Generally this isn't tax subsidized (except where the building in question happens to be government owned). Usually the costs of historic preservation regulations falls on the property owner. There are some grants and tax programs that mitigate some of the costs, but not nearly all and they are very widely available (so far as I'm aware).
While I agree that the preservation movement can be unselective in its chosen targets, it isn't necessarily as simple as the market driving the demolition opt old buildings. Cities, and other levels of government, often have layers of regulation that drive the market in buildings in certain directions. When my mother got involved in Preservation in Cleveland, one of their biggest problems was that tax and land use regulations were structured in a way that made it far more profitable to tear down a beautiful and historic building and pave over the land as a parking lot. The roadblocks to, for example, restoring on old building and subdividing it for apartments or offices were many and in many cases unintentional. I'm not saying that getting the regulations revised wouldn't be better - that is part of what my Mother and here associates worked to do - but sometimes the local government is so obdurate that if you really want to save a particular building you need to set one arm of the government against another.

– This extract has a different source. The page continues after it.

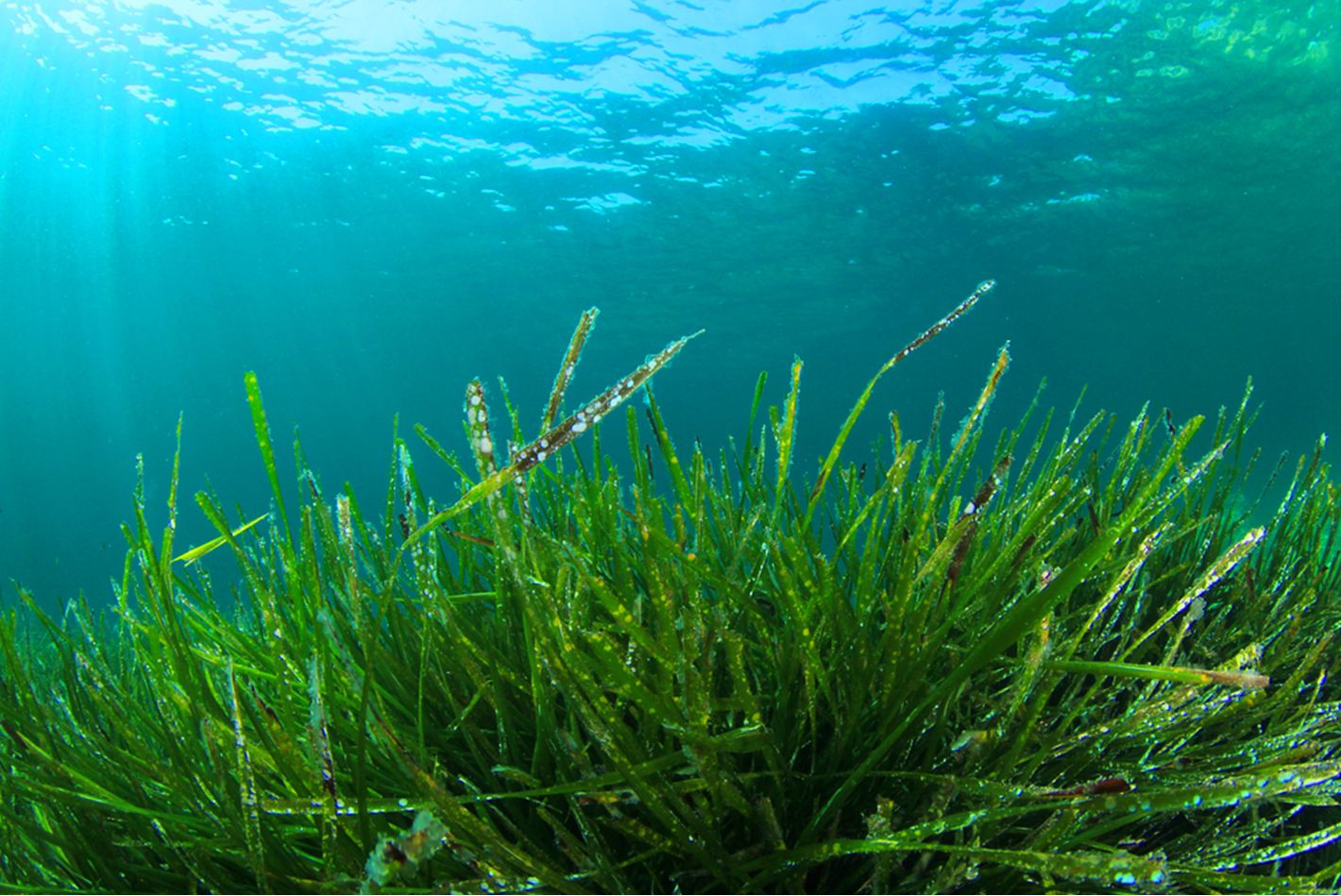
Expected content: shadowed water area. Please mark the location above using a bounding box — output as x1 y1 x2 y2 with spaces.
0 0 1341 606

Jim Epstein has done for Vitruvius and Palladio what the Discovery Institute has done for Darwin and Einstein.
The underground Penn Station that replaced the old structure is a planning nightmare that's outright disliked by the general public, but that's an argument for replacing it with something new, not saving the flawed structure that preceded it.

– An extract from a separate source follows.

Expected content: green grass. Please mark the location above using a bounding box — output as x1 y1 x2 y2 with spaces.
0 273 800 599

And if they did, you know the Preservation Commission would be the first in line telling you you can't do that.
//"but that's an argument for replacing it with something new, not saving the flawed structure that preceded it."
uhhh.... is anybody making that argument? He doesn't even say that anyone is in the article, and I can't imagine anybody nowadays is making that argument.

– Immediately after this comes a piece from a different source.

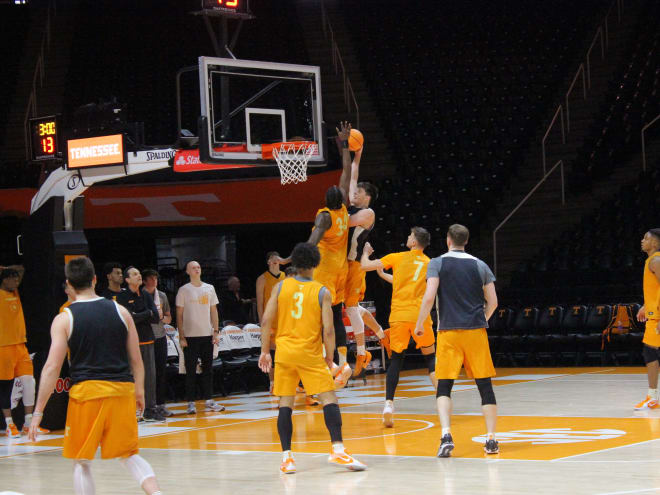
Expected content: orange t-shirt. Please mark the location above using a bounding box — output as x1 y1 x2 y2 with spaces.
0 289 27 346
316 205 348 271
380 249 430 323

Is this another case of a libertarian anticipating/imagining arguments that don't actually exist; the sort of reactionary aspberger douche libertarianism? Because as far as I know no one has said "let's tear down the New Penn Station and make it into the crappy old one!". If they have, doubtless the argument has few subscribers, and the author doesn't mention anyone making that argument.
//"The underground Penn Station that replaced the old structure is a planning nightmare that's outright disliked by the general public,"
uhhh..., is this even true? I've used Penn station a million times (I live in New Jersey and LOVE ethnic food, hence NYC). Most of the time I haven't even seen the outside of it, which is the point. Yeah It's underground, because NYC has SUBways all over it, and train tunnels from NJ! What the hell is it supposed to be? Ground-level? Elevated? Those would suck.
Penn Station isn't pretty, and maybe it could be designed a little better (the amount I have to walk through it is always surprising, but could that even be fixed? It needs to service SO much other transit lines), but it's practical and works well enough.